Morris brought physicality to training camp and seized the opportunity to start. Over the next 16 games, he compiled the best single-season rushing performance in franchise history.
"Each game, he's gotten better. That's rare," offensive coordinator Kyle Shanahan said before the team's Wild Card game. "It's a long year, especially for a rookie, and he's never hit that wall. The guy doesn't seem to get too sore, either. He's always in practice as soon as we go on Wednesday – takes every rep.
"We make fun of him because he won't ever go walkthrough tempo either. He's always full-speed. We can't get him to slow down.

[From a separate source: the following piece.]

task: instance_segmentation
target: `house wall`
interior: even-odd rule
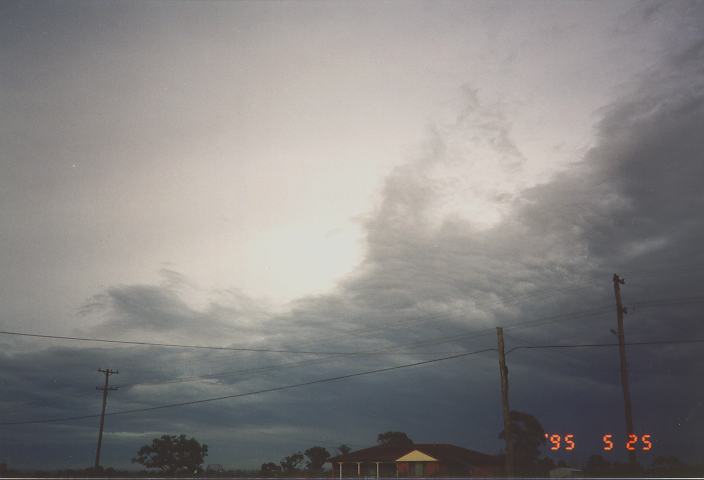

He's always fresh and he's very fun to coach."
Given the well-documented success that Mike Shanahan and Bobby Turner have had with late-round backs, it isn't surprising to see Alfred Morris (sixth round, 173rd overall) have success.

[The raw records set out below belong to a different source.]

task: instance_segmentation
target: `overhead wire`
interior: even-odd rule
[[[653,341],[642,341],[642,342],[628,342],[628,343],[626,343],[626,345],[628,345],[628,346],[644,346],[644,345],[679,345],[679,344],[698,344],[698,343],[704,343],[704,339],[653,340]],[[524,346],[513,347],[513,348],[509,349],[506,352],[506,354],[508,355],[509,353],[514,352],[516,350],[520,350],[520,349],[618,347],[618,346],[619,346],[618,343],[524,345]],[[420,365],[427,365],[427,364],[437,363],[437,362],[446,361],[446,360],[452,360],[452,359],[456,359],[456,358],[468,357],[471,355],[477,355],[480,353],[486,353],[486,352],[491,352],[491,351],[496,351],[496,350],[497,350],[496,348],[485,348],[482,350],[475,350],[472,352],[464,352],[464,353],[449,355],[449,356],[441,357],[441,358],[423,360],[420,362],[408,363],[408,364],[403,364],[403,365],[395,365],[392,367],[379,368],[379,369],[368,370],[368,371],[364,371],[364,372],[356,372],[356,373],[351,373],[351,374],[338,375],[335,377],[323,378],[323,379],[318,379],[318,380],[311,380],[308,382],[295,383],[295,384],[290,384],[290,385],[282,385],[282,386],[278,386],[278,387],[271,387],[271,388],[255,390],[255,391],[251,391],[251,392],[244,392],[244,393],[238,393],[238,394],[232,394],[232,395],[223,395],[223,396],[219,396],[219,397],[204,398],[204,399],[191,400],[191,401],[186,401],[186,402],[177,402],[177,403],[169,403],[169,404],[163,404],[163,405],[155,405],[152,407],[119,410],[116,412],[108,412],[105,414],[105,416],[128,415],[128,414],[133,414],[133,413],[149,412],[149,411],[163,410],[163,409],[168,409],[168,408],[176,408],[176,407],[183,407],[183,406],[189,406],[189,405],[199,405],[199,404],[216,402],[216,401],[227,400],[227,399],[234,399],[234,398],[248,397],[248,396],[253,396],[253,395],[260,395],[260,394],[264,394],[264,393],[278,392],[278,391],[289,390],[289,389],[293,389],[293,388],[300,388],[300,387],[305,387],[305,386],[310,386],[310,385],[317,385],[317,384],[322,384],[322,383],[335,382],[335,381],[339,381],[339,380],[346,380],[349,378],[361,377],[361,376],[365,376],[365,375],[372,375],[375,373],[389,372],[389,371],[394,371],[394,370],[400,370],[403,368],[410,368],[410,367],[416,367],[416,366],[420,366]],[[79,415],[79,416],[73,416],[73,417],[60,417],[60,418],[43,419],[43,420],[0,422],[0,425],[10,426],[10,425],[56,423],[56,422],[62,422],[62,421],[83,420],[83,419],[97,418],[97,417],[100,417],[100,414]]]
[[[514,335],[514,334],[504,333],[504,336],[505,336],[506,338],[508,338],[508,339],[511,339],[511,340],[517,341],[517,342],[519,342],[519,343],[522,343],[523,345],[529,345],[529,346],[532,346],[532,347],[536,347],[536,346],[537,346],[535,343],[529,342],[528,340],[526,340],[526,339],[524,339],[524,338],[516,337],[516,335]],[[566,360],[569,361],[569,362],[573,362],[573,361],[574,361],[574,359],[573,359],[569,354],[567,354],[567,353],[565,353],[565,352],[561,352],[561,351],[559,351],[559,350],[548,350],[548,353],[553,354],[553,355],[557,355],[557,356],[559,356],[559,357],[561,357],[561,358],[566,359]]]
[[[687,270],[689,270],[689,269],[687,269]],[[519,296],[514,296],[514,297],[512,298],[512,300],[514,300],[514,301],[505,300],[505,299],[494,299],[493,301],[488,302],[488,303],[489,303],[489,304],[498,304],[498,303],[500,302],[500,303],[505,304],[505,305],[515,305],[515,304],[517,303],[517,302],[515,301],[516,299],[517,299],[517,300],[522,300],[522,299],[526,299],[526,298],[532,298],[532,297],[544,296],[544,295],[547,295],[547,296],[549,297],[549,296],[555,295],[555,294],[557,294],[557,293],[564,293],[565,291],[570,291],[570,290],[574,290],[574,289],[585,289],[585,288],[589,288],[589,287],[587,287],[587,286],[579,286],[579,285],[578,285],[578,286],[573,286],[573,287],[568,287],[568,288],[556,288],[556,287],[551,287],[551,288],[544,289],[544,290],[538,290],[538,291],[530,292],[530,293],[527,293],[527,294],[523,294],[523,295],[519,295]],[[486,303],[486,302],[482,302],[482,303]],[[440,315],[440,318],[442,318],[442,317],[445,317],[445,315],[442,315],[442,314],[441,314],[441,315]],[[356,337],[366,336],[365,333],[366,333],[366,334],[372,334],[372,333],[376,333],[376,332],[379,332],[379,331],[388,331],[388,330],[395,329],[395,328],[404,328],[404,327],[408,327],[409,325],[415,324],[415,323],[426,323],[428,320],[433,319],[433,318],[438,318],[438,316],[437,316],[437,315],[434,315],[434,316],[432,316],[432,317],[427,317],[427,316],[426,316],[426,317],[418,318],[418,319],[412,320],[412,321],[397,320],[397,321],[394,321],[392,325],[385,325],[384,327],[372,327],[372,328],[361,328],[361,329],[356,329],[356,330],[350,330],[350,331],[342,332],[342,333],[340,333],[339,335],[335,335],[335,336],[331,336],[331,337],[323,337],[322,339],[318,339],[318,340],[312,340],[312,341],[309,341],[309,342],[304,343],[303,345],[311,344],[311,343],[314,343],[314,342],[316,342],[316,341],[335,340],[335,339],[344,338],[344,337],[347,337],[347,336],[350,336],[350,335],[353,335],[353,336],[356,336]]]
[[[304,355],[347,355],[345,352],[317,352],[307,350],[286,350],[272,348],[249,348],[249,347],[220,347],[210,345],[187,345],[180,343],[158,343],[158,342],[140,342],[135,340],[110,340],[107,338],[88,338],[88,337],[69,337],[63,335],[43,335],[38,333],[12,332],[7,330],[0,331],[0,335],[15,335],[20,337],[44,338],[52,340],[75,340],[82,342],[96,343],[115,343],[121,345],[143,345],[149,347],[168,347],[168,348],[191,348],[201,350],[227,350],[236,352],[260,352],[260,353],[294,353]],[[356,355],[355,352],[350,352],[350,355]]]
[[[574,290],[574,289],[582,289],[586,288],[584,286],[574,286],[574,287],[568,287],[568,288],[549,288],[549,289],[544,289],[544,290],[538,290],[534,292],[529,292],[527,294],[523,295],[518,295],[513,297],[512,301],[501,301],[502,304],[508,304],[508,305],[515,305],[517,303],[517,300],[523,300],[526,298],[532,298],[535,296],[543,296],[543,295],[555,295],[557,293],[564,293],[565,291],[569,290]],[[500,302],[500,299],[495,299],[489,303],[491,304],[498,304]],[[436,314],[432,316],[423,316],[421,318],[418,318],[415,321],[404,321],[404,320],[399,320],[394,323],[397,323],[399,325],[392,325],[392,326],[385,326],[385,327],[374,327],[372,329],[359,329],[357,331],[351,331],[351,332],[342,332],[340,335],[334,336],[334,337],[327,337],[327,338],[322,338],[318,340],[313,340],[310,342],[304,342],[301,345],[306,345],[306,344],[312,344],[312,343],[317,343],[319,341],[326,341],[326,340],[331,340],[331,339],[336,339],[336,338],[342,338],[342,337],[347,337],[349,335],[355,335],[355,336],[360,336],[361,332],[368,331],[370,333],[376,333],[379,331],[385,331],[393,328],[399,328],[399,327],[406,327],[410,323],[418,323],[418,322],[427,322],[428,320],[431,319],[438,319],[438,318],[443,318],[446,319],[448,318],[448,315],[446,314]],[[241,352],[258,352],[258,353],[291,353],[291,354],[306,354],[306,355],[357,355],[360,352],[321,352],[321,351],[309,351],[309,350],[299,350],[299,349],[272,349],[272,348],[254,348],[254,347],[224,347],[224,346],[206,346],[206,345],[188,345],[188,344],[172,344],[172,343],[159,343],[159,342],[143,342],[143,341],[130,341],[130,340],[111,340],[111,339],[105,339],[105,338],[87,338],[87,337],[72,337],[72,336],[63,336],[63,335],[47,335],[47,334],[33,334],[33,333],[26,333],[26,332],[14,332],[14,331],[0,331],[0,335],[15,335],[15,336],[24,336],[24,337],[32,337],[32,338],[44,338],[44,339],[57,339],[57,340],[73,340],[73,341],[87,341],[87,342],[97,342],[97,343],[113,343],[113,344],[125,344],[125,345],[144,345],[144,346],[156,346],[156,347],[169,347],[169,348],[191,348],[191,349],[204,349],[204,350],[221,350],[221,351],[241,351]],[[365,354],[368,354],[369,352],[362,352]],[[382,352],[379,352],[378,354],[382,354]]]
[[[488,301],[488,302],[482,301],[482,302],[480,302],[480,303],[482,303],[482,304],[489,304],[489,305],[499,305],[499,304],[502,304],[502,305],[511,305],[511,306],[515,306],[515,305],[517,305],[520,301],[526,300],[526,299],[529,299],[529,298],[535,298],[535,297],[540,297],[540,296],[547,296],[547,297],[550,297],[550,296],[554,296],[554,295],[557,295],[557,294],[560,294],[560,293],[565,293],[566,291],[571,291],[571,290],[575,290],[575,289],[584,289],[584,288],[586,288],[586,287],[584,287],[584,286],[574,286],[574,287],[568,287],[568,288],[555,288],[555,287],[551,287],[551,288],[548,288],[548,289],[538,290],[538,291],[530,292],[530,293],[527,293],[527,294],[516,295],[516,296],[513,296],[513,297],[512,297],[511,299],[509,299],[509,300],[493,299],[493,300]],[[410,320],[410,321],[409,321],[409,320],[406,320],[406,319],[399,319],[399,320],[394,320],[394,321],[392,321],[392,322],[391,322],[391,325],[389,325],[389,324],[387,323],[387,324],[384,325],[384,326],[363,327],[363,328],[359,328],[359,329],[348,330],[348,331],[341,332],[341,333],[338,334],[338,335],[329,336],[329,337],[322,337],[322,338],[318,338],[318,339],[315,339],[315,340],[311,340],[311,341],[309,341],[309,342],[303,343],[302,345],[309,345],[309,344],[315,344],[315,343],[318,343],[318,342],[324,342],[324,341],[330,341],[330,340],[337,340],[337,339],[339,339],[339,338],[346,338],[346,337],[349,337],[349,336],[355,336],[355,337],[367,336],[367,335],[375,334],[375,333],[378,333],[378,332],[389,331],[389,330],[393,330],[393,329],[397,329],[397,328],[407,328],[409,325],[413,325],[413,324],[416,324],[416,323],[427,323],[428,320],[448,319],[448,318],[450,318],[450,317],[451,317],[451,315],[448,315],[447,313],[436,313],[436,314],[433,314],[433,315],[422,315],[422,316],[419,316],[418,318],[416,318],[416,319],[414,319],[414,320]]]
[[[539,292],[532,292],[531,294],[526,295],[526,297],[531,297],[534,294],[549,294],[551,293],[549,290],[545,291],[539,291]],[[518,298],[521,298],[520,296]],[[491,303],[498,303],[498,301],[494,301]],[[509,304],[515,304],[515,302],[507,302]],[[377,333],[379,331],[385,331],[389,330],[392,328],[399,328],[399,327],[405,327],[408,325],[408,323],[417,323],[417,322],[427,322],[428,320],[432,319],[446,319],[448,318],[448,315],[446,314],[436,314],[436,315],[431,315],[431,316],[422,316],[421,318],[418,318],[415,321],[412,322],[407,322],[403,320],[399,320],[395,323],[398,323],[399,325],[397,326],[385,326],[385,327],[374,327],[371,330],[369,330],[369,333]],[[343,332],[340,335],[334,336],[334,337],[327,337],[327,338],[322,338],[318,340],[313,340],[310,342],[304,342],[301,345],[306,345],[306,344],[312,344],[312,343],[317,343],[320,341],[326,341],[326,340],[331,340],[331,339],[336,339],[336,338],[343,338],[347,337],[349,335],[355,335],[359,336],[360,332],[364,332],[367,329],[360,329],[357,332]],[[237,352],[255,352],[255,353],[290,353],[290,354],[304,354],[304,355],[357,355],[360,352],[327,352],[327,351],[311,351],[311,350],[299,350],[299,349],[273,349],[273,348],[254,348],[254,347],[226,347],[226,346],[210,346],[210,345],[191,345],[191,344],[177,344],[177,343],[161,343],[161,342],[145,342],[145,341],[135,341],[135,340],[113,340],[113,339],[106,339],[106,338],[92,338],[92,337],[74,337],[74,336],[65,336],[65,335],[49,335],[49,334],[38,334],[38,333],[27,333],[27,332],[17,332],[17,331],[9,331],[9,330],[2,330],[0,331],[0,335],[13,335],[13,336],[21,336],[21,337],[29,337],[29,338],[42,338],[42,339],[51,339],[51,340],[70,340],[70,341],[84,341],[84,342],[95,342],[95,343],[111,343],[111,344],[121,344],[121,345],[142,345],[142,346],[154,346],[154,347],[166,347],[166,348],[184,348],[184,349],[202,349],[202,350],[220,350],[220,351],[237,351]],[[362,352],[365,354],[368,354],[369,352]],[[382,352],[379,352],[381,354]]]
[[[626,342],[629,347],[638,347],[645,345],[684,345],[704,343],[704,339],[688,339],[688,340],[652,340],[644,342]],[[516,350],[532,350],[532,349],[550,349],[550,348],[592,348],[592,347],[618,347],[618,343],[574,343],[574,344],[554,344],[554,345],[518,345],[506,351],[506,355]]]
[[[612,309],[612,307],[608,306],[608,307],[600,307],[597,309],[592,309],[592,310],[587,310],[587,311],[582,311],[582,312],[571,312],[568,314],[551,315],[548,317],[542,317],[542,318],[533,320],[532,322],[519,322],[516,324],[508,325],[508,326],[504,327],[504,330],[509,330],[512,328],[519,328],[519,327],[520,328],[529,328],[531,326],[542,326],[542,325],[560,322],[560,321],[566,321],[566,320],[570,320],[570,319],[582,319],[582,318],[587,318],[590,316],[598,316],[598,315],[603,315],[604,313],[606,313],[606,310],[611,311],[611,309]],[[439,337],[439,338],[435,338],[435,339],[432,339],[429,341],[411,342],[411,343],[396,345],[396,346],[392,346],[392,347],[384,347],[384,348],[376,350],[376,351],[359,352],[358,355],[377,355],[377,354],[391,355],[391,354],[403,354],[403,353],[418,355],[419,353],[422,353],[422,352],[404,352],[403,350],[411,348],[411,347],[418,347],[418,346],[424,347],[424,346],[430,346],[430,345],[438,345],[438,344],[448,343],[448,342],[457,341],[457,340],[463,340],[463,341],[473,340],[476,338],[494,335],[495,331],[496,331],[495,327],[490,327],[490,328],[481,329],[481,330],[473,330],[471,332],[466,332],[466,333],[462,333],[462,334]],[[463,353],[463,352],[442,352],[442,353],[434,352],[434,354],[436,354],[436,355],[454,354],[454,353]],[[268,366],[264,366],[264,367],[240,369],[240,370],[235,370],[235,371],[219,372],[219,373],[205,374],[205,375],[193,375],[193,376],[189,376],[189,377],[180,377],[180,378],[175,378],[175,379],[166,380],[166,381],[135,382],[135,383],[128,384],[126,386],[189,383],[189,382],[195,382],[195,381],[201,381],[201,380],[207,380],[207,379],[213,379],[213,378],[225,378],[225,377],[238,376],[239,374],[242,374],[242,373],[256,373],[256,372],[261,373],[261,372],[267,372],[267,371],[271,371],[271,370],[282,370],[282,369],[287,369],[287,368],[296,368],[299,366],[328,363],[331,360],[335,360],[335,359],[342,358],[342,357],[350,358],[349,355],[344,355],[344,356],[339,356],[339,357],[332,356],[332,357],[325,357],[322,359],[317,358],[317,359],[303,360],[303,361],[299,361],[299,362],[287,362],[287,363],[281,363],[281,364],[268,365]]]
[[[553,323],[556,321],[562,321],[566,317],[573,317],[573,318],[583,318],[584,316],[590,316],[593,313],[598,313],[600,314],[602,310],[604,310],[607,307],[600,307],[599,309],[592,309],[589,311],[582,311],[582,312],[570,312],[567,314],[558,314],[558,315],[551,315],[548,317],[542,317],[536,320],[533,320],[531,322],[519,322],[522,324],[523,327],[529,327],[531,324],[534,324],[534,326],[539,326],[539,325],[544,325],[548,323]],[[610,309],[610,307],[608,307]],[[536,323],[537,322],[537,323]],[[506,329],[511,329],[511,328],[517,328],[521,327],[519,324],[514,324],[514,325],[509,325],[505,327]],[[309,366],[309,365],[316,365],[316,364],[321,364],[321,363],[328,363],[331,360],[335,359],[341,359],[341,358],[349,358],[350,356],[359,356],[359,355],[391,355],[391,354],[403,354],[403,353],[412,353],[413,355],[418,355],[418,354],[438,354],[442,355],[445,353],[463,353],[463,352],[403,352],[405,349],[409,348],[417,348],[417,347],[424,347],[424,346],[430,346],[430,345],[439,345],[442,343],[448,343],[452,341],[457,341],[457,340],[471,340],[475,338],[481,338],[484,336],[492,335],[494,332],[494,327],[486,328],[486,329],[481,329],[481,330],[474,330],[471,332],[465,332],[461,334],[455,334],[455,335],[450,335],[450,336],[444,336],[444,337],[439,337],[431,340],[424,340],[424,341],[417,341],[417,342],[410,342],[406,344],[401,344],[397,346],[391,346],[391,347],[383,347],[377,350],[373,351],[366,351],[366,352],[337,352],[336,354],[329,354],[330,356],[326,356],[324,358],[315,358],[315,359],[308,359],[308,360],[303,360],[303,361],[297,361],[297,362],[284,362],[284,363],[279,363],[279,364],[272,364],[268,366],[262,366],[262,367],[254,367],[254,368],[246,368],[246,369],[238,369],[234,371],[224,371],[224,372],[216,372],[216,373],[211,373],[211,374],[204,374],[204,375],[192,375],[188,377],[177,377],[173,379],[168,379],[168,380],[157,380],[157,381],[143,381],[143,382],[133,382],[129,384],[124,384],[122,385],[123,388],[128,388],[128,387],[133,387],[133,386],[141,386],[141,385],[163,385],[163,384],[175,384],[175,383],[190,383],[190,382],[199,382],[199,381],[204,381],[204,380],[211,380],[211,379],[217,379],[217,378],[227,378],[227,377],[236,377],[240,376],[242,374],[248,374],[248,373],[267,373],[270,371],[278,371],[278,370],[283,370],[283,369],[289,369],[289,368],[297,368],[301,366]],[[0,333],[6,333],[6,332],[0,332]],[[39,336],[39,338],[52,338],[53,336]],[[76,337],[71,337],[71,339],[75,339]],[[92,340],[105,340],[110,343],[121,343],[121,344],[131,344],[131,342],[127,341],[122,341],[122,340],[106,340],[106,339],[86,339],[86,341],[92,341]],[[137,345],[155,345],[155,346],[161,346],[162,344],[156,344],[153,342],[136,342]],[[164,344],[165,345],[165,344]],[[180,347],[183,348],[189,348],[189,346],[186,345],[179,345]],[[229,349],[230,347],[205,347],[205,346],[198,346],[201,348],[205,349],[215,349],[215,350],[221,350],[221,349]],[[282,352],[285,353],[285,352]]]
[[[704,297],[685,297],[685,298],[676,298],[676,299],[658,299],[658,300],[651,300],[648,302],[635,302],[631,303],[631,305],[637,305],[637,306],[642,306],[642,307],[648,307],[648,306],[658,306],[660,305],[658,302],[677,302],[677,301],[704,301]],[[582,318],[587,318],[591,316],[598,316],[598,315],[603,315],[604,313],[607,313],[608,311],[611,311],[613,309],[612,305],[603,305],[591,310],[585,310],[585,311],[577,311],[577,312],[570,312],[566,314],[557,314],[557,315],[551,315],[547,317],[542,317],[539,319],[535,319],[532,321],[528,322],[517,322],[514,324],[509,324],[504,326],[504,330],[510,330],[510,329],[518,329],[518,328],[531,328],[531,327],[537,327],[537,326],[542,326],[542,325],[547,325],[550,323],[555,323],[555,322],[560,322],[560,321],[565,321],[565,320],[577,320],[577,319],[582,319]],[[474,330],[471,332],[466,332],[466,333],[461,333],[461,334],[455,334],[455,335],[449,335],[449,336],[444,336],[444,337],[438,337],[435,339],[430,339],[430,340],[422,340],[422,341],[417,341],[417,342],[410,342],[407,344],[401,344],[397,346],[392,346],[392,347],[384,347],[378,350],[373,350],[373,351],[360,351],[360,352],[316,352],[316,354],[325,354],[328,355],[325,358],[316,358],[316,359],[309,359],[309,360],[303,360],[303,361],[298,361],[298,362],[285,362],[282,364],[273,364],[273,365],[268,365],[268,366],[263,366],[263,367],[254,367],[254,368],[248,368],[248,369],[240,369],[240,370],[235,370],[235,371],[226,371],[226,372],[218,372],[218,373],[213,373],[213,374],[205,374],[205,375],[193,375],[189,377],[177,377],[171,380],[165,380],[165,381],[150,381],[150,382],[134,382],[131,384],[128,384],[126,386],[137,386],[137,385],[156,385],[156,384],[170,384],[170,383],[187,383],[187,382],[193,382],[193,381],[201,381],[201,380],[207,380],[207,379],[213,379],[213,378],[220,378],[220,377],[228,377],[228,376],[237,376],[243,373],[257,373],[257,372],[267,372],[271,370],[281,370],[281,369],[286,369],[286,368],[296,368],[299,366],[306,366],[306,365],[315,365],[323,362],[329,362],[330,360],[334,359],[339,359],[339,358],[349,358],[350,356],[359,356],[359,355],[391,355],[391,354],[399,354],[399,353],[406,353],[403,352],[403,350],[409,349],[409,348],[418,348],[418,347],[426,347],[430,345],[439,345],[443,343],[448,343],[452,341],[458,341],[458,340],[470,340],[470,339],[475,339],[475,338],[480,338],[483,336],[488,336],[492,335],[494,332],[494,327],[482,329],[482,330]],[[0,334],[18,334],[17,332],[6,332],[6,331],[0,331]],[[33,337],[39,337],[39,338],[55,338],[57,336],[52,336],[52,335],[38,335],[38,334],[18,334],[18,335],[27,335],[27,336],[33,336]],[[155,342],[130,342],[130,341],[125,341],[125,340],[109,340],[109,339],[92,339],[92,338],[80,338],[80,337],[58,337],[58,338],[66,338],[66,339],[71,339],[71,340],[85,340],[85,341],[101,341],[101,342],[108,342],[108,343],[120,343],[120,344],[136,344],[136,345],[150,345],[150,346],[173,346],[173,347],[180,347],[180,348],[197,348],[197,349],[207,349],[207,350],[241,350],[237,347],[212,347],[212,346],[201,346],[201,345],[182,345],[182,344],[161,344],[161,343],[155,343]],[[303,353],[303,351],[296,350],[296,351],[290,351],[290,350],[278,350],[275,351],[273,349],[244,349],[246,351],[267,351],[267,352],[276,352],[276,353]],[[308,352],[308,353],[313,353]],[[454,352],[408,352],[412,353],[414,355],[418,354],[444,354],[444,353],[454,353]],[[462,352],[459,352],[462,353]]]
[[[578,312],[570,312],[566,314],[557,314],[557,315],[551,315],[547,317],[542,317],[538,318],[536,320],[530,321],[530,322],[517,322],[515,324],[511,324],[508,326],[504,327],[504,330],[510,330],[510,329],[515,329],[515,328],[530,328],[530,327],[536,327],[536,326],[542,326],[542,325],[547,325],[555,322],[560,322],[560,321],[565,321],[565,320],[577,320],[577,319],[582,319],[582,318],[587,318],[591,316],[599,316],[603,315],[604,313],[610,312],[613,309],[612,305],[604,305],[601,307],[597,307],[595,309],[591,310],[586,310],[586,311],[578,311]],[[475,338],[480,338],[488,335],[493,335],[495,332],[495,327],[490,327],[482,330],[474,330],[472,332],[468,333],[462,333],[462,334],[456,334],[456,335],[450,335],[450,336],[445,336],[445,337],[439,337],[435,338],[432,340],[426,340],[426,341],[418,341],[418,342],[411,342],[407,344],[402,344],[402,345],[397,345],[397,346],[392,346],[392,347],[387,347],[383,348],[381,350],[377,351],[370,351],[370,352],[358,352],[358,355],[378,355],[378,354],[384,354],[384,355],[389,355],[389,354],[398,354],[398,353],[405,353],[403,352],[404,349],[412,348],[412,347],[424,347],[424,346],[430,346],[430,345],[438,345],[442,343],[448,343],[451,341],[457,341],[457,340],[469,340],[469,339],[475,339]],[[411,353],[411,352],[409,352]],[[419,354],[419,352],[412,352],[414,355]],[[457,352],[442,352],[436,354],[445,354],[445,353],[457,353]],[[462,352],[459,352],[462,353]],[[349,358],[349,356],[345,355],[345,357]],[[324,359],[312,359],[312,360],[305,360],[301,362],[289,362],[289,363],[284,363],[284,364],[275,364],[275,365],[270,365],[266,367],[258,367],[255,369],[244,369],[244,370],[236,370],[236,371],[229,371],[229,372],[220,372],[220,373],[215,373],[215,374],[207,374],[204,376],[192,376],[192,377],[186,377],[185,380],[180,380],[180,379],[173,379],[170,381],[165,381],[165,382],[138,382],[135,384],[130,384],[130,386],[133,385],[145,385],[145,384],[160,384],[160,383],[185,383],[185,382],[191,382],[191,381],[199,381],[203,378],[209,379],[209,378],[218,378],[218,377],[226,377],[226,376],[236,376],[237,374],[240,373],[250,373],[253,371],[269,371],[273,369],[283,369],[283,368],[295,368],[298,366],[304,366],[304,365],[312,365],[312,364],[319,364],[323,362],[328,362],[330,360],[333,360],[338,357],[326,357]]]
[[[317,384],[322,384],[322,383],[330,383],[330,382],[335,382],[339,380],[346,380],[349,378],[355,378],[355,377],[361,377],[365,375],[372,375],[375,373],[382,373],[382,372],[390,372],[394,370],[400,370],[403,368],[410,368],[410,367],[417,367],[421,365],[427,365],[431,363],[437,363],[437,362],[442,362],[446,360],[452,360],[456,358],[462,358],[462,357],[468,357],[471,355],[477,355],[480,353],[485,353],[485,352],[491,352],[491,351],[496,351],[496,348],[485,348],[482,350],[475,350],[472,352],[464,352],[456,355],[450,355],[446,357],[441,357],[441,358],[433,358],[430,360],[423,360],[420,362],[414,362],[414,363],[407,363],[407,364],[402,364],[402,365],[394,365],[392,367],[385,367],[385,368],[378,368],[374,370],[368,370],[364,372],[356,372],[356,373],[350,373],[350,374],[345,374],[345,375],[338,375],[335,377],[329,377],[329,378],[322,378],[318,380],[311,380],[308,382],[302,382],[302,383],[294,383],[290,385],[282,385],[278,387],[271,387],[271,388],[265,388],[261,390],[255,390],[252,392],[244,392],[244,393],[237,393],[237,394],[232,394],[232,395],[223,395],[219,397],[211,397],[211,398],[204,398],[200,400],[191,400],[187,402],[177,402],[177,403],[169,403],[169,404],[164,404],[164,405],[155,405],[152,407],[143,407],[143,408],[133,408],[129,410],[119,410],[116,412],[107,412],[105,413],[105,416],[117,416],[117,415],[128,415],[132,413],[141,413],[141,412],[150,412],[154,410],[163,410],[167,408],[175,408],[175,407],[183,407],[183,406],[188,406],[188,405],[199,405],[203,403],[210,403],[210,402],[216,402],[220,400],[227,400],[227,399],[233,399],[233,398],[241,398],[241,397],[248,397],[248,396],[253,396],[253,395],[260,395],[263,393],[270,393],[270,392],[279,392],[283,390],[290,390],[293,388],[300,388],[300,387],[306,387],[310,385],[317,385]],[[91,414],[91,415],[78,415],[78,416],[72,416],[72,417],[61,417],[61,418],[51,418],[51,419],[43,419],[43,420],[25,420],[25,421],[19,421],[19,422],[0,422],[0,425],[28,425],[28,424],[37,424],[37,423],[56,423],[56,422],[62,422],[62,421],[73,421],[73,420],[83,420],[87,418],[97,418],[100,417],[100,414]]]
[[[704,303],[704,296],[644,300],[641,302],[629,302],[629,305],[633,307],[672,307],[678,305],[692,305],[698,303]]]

In his 19 seasons as an NFL head coach, Shanahan has had a 1,000-yard back in 12 seasons, including an impressive 11-of-14 in Denver.
Those 11 seasons were divided between six running backs, of whom only two (Clinton Portis, Tatum Bell) were drafted before the fourth round.
In order to keep pressure off of Morris during the season, Shanahan refused to draw comparisons to his former players.
In an exclusive interview with Redskins.comTV after the season, Shanahan revealed that Morris compares favorably to another former sixth-rounder.
"[Morris] really is [a one-of-a-kind]. He's made of the right stuff," Shanahan said. "The closest guy is Terrell Davis; [he's] a lot like Alfred. So much charisma and just handles himself the right way in all situations.
"He's so productive and so professional and you know he'll be ready to go every year."
For his part, Alfred Morris doesn't want to be just another name on the long list of 1,000-yard backs that have played for Mike Shanahan. If he can help it, he will be the long-term answer at running back.
"In knowing Coach [Mike] Shanahan's history, I knew my first goal coming in was to make the team," Morris said. "They do a great job of finding great backs to fit their scheme. Not every running back can fit into a zone offense and be successful.
"I know they're going to make me a better back. I'm all in to what they want to do."